Graham-Maré’s roles include the oversight of nuclear resources for medicine, and municipalities.
“Our goal is to make municipalities more efficient, sustainable and profitable when it comes to the distribution of electricity,” she said.
Managing energy efficiency, registration and regulation were some of her areas of duty.
Describing some of the policy backlogs they were dealing with, she said South Africa’s Rural Energy Plan, started six years ago, had taken three years to complete, then sat on someone’s desk for another two-and-a-half.

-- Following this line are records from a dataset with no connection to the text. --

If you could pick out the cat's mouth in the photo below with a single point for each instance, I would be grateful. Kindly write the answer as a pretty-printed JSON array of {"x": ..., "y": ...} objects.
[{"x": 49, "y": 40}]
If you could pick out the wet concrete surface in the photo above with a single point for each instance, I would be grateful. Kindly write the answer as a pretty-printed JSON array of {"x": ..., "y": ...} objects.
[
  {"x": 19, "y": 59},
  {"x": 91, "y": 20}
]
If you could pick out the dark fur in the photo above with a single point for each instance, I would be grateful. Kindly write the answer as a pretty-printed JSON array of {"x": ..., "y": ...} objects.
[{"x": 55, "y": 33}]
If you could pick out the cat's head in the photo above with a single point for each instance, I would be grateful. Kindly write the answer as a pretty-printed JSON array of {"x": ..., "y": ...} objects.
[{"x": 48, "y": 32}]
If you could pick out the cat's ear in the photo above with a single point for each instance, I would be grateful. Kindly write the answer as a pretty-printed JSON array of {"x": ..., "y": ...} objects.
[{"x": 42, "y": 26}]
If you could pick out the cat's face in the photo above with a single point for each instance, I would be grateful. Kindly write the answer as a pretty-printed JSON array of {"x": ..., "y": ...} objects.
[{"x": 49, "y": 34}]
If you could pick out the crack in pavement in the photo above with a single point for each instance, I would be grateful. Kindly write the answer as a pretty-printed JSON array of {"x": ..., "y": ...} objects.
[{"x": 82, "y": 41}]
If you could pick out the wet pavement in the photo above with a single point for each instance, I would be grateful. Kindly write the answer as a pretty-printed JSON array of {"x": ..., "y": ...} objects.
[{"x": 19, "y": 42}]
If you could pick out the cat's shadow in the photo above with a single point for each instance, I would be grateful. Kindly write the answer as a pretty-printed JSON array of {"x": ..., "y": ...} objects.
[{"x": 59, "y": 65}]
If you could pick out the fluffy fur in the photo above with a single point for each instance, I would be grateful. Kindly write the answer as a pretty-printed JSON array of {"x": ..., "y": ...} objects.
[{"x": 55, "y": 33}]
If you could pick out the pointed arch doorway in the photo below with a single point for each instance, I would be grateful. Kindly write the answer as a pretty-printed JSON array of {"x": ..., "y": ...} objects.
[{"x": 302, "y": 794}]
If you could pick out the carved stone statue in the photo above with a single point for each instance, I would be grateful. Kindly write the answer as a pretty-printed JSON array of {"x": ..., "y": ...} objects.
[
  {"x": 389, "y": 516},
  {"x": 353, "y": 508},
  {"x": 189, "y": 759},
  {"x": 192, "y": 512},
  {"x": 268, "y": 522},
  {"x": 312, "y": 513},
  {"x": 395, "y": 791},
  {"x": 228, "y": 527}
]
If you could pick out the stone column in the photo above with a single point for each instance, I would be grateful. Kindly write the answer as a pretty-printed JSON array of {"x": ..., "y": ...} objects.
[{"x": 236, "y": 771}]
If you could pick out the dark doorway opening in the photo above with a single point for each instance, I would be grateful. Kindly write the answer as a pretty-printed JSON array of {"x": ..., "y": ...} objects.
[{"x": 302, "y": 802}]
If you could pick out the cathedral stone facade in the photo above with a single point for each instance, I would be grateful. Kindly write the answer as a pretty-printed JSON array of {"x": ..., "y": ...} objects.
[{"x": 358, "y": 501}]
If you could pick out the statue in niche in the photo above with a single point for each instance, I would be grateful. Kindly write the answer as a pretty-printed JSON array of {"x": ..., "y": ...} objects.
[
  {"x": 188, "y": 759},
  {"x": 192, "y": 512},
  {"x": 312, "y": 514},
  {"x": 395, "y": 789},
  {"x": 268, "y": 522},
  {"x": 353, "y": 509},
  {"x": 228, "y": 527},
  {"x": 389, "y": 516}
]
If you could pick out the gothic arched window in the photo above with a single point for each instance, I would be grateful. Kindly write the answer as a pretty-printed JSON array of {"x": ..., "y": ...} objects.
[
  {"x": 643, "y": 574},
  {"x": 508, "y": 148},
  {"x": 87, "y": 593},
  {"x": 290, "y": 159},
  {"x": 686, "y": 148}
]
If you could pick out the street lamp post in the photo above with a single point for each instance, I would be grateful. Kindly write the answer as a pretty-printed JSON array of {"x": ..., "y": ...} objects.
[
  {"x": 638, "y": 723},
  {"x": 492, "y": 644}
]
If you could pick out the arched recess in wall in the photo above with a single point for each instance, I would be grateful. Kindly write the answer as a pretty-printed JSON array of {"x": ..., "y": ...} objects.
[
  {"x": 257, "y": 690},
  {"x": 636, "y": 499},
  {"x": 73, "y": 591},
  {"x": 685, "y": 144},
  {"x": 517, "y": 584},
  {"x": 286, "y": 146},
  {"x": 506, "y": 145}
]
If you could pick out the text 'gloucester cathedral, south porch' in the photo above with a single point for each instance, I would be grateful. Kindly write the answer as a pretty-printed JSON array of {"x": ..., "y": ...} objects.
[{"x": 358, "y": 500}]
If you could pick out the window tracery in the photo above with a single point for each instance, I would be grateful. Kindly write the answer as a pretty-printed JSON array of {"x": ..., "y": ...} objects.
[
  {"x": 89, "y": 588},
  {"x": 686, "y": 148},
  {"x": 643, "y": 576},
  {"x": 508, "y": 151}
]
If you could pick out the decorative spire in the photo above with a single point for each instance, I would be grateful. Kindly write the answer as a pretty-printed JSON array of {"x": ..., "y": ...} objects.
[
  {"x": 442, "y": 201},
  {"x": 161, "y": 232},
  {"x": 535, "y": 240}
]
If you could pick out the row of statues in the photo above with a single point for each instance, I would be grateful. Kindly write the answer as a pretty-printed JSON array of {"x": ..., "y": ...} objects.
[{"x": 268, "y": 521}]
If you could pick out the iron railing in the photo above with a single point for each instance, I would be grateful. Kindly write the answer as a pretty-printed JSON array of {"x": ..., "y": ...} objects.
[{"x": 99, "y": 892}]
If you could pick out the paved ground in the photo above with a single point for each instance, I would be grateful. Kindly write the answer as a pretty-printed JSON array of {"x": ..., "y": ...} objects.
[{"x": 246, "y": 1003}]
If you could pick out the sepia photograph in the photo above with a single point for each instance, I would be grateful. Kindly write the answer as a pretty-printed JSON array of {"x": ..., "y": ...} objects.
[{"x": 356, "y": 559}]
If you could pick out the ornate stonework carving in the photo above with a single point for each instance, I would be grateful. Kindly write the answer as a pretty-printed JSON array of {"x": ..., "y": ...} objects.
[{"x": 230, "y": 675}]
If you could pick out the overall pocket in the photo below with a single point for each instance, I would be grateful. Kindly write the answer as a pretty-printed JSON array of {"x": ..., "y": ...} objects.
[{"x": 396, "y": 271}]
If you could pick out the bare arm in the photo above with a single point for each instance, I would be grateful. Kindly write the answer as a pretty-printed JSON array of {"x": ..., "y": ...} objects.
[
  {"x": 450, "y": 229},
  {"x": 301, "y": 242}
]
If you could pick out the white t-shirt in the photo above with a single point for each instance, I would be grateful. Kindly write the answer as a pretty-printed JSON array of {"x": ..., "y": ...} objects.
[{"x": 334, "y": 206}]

“When we discovered it in September last year, it took just six months to get it through Cabinet.”
Graham-Maré let her audience into how it had been possible to stop loadshedding: private electricity generation was producing 6.5 gigawatts* of the country’s requirements.
She said government’s intention was to avoid going back to loadshedding by focusing on building a reliable and sustainable energy supply. This included the erection of 14 000km of transmission lines in a R450-billion project.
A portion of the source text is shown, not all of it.